Telling and embodying a brand’s authentic stories of identity

Telling and embodying a brand’s authentic stories of identity

Authenticity comes from finding a true and natural voice, and expressing our beliefs by telling our personal stories of identity.  But, telling our stories is not sufficient.  We must also make very sure we embody them.

As we noted in the previous post, Margaret Thatcher used her personal stories of identity continuously during her election campaigns, stories that demonstrated who she is, where she comes from, and what her upbringing taught her.  As the daughter of middle-class shopkeepers from a small and traditional English town, Thatcher’s vision was that her own story and values could become a model to help Britain find its way again.  The virtues of self-reliance, initiative, and basic human decency that she had absorbed from her upbringing were just the remedies for what ailed her nation.

However, simply telling these personal stories was not enough.  Had she not been a personification of the values and principles she espoused, her efforts to persuade the British electorate would probably have failed.  So, just how did she embody her story?

Thatcher not only told her own story brilliantly, she also lived it in visible ways.  She appeared to be a straightforward, serious, self-made person who took no flak from anybody.  For example, when she spoke to business people, she told them not to expect much help from government.  If they were to succeed, they would have to rely on themselves and their own initiative, just as her parents had done.  As she declared: “The only thing I’m going to do for you is make you freer to do things for yourself. If you can’t do it, I’m sorry.  I’ll have nothing to offer you.”  To the world, she really was the small-town grocer’s daughter who espoused traditional English values and worked tirelessly to uphold them. The simplicity of her story, and her complete embodying of it, made her discourse authentic and convincing.

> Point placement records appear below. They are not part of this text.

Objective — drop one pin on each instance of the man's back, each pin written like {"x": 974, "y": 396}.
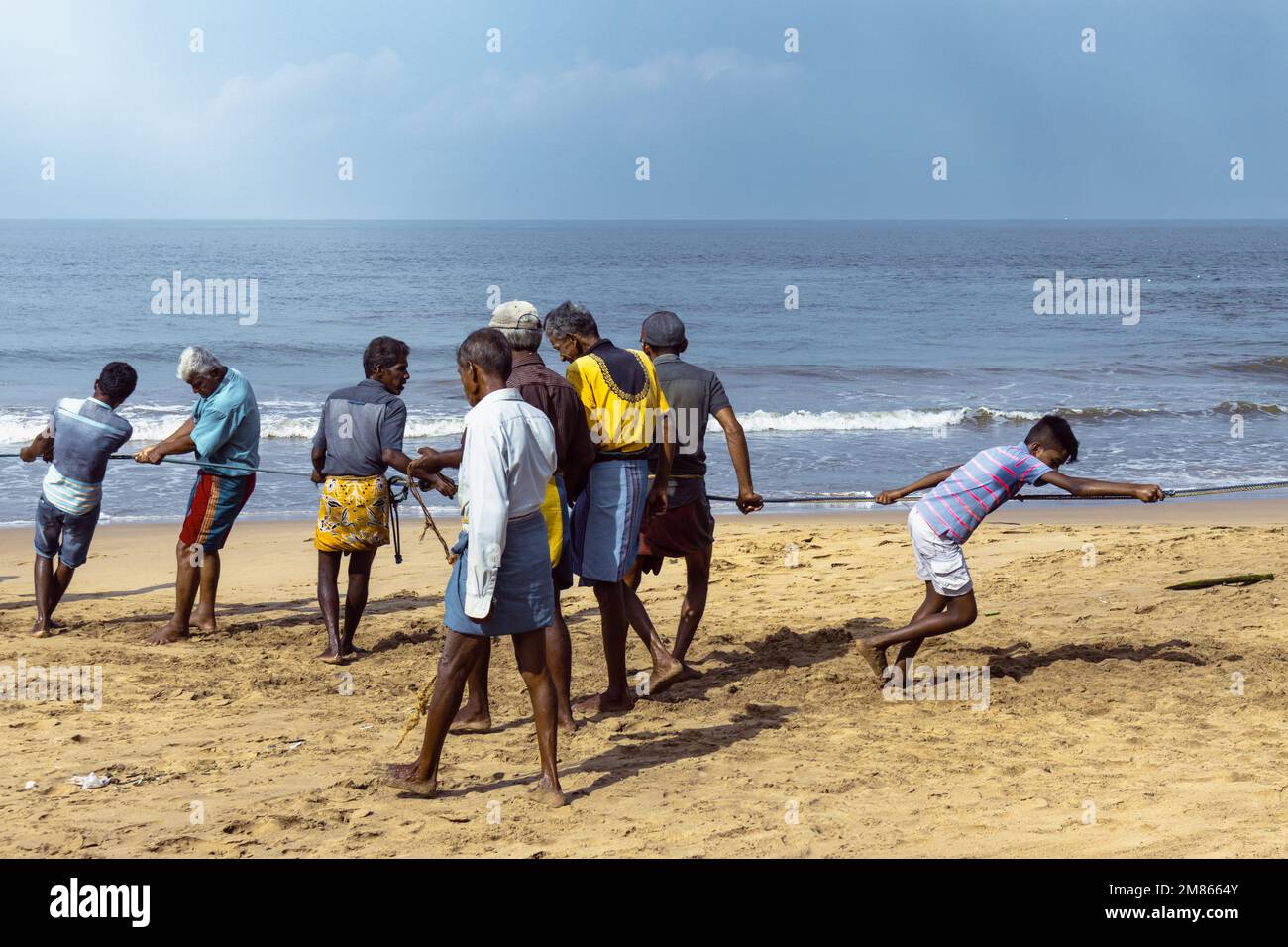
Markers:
{"x": 619, "y": 394}
{"x": 509, "y": 451}
{"x": 552, "y": 394}
{"x": 359, "y": 423}
{"x": 227, "y": 429}
{"x": 694, "y": 394}
{"x": 85, "y": 433}
{"x": 978, "y": 487}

How does the principle of embodying one’s stories of identity work for brands?  To continue our example from the previous post, let’s see if we can apply the same standard to IKEA.

Just as leaders do, effective brands can use stories of identity to demonstrate that they embody their values.  It is often possible to tell personal stories of identity for a company, around tales of the founder, stories of origin, of the place we come from and how it shapes who we are.

This is exactly what Mikael Ohlsson, the 53-year-old chief executive of IKEA, does.  In an interview with the Financial Times in July of this year, he explained that he was not overly concerned about how higher commodity prices would affect his business, since the company’s identity has always been about cutting costs for consumers, regardless of the current economic environment.  He tells the story of IKEA’s famous “Lack” table, which cost 195 Swedish kronor in 1995, and around 49 kronor today.  “And it’s a much better-built table today,” claims Ohlsson.  He goes on to predict that his company will continue to cut prices this year and next.

Ohlsson often points to IKEA’s history, its “founder stories” and stories of origin. IKEA’s legendary craftiness and thrift, according to the CEO, have their roots in the Swedish province of Smaland and the tiny town of Almhult, where IKEA’s designers, product developers, and materials technicians create the company’s 2,000 new products every year.  In fact, the Nordisk familiebok, a popular Swedish encyclopedia, describes Smalandians as “awake and smart, diligent and hard-working…cunning and crafty, which gives him the advantage of being able to move through life with little means.”

Today, IKEA remains true to it roots.  To consumers, IKEA are famous for making low-cost, ready-to-assemble furniture.  In the business community, they are admired as a relentless company that has made a fortune on the world stage, mostly by finding economies in the production chain and then passing the savings on to customers. It’s a strategy that seems to be paying off. The company’s net profit for the fiscal year 2010 ending Aug. 31 rose 6.1% to €2.7 billion. Revenue in the same fiscal year rose 7.7% to €23.1 billion.

How does this icon of Swedish industry embody its story and tradition?  In today’s gloomy economic environment, when many retailers have raised prices to consumers, citing higher commodity costs from their suppliers, IKEA says it is planning to cut its prices by 2-3% on most of its 10,000 products range, both this year and next.  As such, they continue to live the story.